LISLE — For four members of St. Bede’s only state baseball championship, it was like stepping back in a time machine Tuesday night at Benedictine University.
They gathered to watch this year’s Bruins take the next step in chasing their dreams to join them in the elite state championship club.
And Tom McGunnigal, Jim Perona, Brad Koster and Michael Schneider, all members of that great Bruins baseball team of 1988, couldn’t have been happier.
“It’d be cool to watch my old high school make state playing where I played at college,” Koster said, noting the Benedictine campus.
When asked if it seems like 27 years ago for his St. Bede squad, the old Bruin pitcher joked, “Only when I try to throw. Those memories are just like it was yesterday. You can almost remember all the individual plays. Memories you never forget.”
St. Bede coach Bill Booker, who took two rival L-P teams to state, had McGunnigal, now the SBA athletic director, make an impromptu pep talk to the Bruins after Thursday’s practice. He related his experience and talked about the brotherhood of Bruins baseball.
“It really brings back some tremendous memories – so much that I tear up thinking about all of them,” McGunnigal said. “I told the boys that I was playing with my best friends. And we would have been best friends no matter what would have come of our baseball season, but it gives us something now that we ALWAYS talk about whenever we get together.
“Like Jim and I recounting stories all the way to Lisle. But I told the boys I always, always, always, remember John’s (former coach Bellino) last words to us before we broke on that last practice, ‘I’m not going down there to lose.’ Of course, we had to win the first to keep playing at that time, but that motivated me to get it done for ourselves.”
Things were different in 1988. There were just two classes, compared to the current four-class system instituted in 2007. Eight teams advanced to state in each class (four now) from sectional sights with no super-sectionals played.
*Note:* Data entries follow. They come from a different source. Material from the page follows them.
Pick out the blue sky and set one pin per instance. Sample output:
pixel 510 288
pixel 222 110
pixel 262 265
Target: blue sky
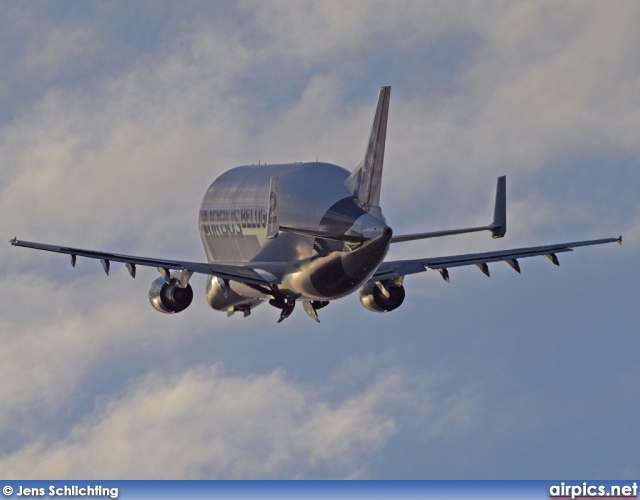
pixel 115 118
St. Bede punched its ticket to state from the friendly confines of Henry-Senachwine High School, nothing glamorous compared to the settings of Benedictine University. They beat old Peoria Bergan 2-1 for the sectional championship and Lanark Eastland in the semifinals.
On to Springfield for the state tournament at Lanphier Park, again not quite the glamour as Dozer Park in Peoria, the home of the Class A Peoria Chiefs, where the current crop of Bruins are experiencing this weekend.
Perona remembers being in awe of the whole state experience initially, fighting off a lot of pre-game jitters.
“My first at-bat I saw my name on the scoreboard, and I missed the sign,” he said with a laugh. “The good news was a I got a hit, and we just moved on.”
While Bernie Moore, then the athletic director, was confident in the Bruins, noting at the pre-tournament awards banquet that Koster needed only two victories to break the school record and said, “I think he’s going to do it,” not everyone was.
Perona noted how the Bruins arrived in Springfield as a big underdog against mighty Mahomet-Seymour, at least according to a pregame article written by an area newspaper (not the BCR). Perona said that prognostication fueled the Bruins’ fire more.
In Kost we Trust
What put them over the edge was the pitching performance of Koster, who shut out Mahomet 10-0 on one hit in six innings. Perona, who was named to the all-tournament team at state, said that helped put the Bruins over the top.
“You think you’re really good, but you don’t know until the first game if you belong or not. For me Brad,” he said, speaking to his old teammate, “It was you pitching so well in that first game, pitching that one-hitter. We went from do we belong here, to we were the best team here. We had this real chance.
“You see some of the other teams with these gaudy records and you win the first game 10-0, you feel can beat anybody. Your performance in that first game was just very dominating and made everybody feel like a different world.”
McGunnigal said he always felt that way with “Kost” on the mound.
“I felt comfortable on the field, and when he was going on that first day, it was no different,” McGunnigal said. “He was just mowing them down, and we just got more and more confident. I remember it so vividly today.”
The old Bruin teammates recall the only hit for Mahomet was an infield hit to McGunnigal, a nifty defensive first baseman, bringing back an old debate if Koster was just slow covering the base.
Koster’s performance would become a common theme for the state tournament with Koster playing out the hero role mightily. He earned a save in the 8-6 state semifinal win over Waterloo and later came back to pick up the 6-3 win over Alton Marquette for the state championship.
The St. Bede senor southpaw was named as the state tournament MVP for his efforts, pitching 14 of the 21 innings with two wins and a save.
“Brad’s a very humble guy,” Perona said, before turning back to his old teammate and adding, “I remember building off what you were doing and how you controlled the at-bats as a pitcher.”
While he got the MVP award, Koster said the unsung hero for the Bruins was junior pitcher Mike DeAngelo, who came in relief in the semifinal game for Schneider against Waterloo and got the win.
The memories are just as good as they were in 1988, and after 27 years, the stories only get better. The 1988 Bruins are hopeful this year’s team could make similar memories in Peoria this weekend.